Oracle of the last say ~20 years has turned into a coward of a company in that
they do not really invent but instead "copy", purchase (to remove from market)
and spend large amounts of money trying to discredit other good technology.
When they do buy things, they generally move it into the realm of the Oracle
sphere which means they over price everything, remove as much as possible from
the open market and require you pay for services to try and configure and
install it. They try to paywall everything possible to extract every penny
possible. You do have to hand it to them in one way, they have created a cash
machine, even if many of us think it should crumble. I am not against them
making money from things the create or purchase, but I am against the
unscrupulous ways in which they do it.

When I was running my consulting firm we had a large Fortune 500 client where
we were brought in to modernize their supply chain and backend systems.
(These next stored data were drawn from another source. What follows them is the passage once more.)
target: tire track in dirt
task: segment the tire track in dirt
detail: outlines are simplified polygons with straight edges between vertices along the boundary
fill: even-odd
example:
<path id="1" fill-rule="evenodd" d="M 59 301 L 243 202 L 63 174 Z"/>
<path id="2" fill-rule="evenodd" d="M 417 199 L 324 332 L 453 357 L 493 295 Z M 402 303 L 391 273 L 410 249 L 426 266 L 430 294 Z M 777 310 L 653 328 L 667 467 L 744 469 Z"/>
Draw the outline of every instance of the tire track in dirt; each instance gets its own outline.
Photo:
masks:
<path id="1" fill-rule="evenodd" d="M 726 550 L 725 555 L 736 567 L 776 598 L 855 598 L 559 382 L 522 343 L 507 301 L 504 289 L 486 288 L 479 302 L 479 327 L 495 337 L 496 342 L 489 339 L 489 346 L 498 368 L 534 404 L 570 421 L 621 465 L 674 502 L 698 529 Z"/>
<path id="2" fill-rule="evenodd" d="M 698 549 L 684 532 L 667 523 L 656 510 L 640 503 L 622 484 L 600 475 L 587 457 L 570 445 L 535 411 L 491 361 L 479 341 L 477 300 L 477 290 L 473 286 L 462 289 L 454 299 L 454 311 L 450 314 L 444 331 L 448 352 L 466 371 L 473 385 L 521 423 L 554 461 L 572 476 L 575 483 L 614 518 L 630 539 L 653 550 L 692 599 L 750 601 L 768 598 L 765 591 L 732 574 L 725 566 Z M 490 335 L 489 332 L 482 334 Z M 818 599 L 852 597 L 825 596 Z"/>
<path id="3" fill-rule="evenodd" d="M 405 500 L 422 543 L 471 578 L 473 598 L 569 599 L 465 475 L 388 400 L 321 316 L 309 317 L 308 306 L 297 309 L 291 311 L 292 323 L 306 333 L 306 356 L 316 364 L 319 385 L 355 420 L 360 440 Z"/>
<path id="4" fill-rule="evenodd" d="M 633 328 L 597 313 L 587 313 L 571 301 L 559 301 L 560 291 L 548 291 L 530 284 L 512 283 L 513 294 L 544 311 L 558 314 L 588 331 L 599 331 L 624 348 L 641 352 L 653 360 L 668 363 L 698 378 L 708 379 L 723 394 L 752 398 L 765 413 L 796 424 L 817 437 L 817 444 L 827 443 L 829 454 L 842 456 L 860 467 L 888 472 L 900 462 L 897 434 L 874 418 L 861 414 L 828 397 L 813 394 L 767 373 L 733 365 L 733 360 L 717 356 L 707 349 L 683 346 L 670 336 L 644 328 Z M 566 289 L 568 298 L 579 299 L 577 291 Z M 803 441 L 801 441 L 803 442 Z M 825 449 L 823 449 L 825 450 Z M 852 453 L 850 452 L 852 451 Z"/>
It
took us around a year and a half total and we touched almost every system in
their business. That timeframe includes closing the deal, documentation etc.
It was a very very large system overall, of which we provided the core
components and helped other integration people along as well as some of their
own staff (so not easy). Well about 6-7 months before we were hired to do that
major project, the company had brought in Oracle Financials to replace their
accounting and financial modeling, reporting & compliance tools. When we
wrapped up and left, Oracle STILL hadn't deployed a complete and successful,
working solution beyond some small components after 2 years of efforts. Yes,
the database was installed, yea the software was mostly installed, but the
client couldn't use it to run their business and there were talks of legal
getting involved every day. All the while Oracle kept charging more and more
in consulting fees and increasing license costs.

That is one instance of a pattern I have seen over 20+ years from Oracle. They
are just not a good company, they work to trap clients in relatively one sided
agreements with lofty promises but then fail to deliver in almost every case.

I do know quite a few engineers that work (or have worked) at Oracle and at
least of the ones I know they are highly intelligent and very capable people
(that generally are paid handsomely, e.g. golden handcuffs of sort). IMO
Oracle's product problems are not because of a lack of talent or capability
but one of the business intentionally complicating things (with bureaucracy
and poor planning) to the point that no one can deliver on the promises made.